Evaluating Methotrexate Toxicity and Its Association with ABCB1 Genetic Polymorphism in Children with Acute Lymphoblastic Leukemia

 Acute lymphoblastic leukemia (ALL) is among the most prevalent type of hematologic malignancy in children. The Children’s Oncology Group protocol recognizes methotrexate (MTX) as a therapy for this problem in children, despite its several complications.
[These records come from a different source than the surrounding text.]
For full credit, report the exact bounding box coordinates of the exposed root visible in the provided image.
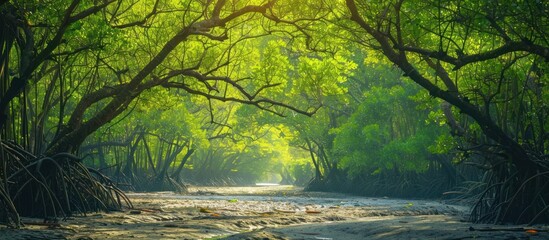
[0,141,132,227]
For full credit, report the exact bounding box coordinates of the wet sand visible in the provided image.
[0,186,549,240]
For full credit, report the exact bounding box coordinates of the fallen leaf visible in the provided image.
[305,209,321,214]
[200,208,213,213]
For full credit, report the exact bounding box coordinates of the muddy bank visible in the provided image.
[0,186,549,240]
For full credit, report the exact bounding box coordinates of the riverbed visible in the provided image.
[0,185,549,240]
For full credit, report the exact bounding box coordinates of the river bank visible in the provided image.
[0,186,549,240]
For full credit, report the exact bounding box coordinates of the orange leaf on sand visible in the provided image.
[200,208,213,213]
[305,209,321,214]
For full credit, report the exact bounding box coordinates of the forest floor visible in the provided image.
[0,186,549,240]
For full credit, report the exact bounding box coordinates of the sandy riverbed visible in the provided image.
[0,186,549,240]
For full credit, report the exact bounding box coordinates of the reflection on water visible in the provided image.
[255,183,280,186]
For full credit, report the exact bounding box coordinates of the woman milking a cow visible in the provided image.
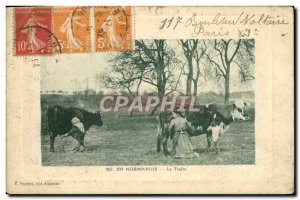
[61,117,85,152]
[169,111,199,158]
[168,110,226,158]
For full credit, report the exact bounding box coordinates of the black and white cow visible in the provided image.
[47,105,103,152]
[157,101,250,154]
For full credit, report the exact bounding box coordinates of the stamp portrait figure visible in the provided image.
[22,11,47,52]
[60,11,86,50]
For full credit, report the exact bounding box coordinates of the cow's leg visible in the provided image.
[72,129,85,152]
[162,131,169,155]
[217,142,220,153]
[50,131,55,152]
[206,132,212,152]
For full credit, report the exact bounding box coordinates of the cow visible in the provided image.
[157,104,215,155]
[188,100,250,151]
[47,105,103,152]
[157,101,250,155]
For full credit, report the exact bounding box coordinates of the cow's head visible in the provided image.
[231,101,250,121]
[205,103,217,116]
[93,111,103,126]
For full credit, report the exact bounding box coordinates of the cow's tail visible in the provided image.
[47,107,53,134]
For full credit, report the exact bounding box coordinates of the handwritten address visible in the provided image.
[159,12,289,37]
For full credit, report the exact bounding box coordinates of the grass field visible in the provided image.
[41,111,255,166]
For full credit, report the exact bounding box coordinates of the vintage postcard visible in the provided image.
[6,5,295,194]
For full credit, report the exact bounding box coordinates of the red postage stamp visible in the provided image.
[15,7,53,56]
[53,7,91,53]
[94,6,132,52]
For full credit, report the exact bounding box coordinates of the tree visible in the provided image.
[97,52,144,96]
[207,39,254,103]
[135,40,179,96]
[179,40,198,95]
[179,39,207,96]
[96,52,144,116]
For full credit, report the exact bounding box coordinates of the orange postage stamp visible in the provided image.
[94,6,132,52]
[53,7,91,53]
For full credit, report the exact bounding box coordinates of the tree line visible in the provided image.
[97,39,255,104]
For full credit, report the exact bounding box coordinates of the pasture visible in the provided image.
[41,102,255,166]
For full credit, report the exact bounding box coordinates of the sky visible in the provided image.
[40,40,254,93]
The relationship between MTX toxicity and ATP-binding cassette subfamily B member 1 (ABCB1) SNPs in ALL children patients has been investigated in many studies.

 Regarding the controversial findings reported by these studies, the present work aims to evaluate Methotrexate toxicity and its association with ABCB1 Genetic Polymorphism in ALL pediatric patients.

 Blood samples were collected from pediatric ALL patients. Next, DNA was extracted and polymerase chain reaction (PCR) was conducted using 300 μMol/μL of direct primers in 50 µL as the ultimate volume. ABCB1 gene was amplified using the PCR technique, and 0.5% agarose gel electrophoresis was used to identify reaction products. Afterward, the PCR fragments’ length was proved by observing through UV-transilluminator. Finally, liver and blood toxicity was studied in all cases under treatment with MTX.

 In the present study, 81 children with ALL (36 females and 45 males) with a mean age of 6.32 ± 3.08 years old were examined. The ABCB1 1199 G->A gene mutation frequency and the ABCB1 3435 C->T gene mutation frequency was 4.9 and 70.4%, respectively. The results showed no statistically significant difference between leukopenia, gastrointestinal toxicity, renal toxicity, hepatotoxicity, anemia, thrombocytopenia, and neutropenia in cases having homozygous heterozygous ABCB1 3435 C->T and ABCB1 1199 G->A mutant polymorphisms than those having ordinary polymorphism.

 Overall, it seems that C3435 T, G1199A, and ABCB1 are not significant MTX toxicity markers in pediatric ALL cases.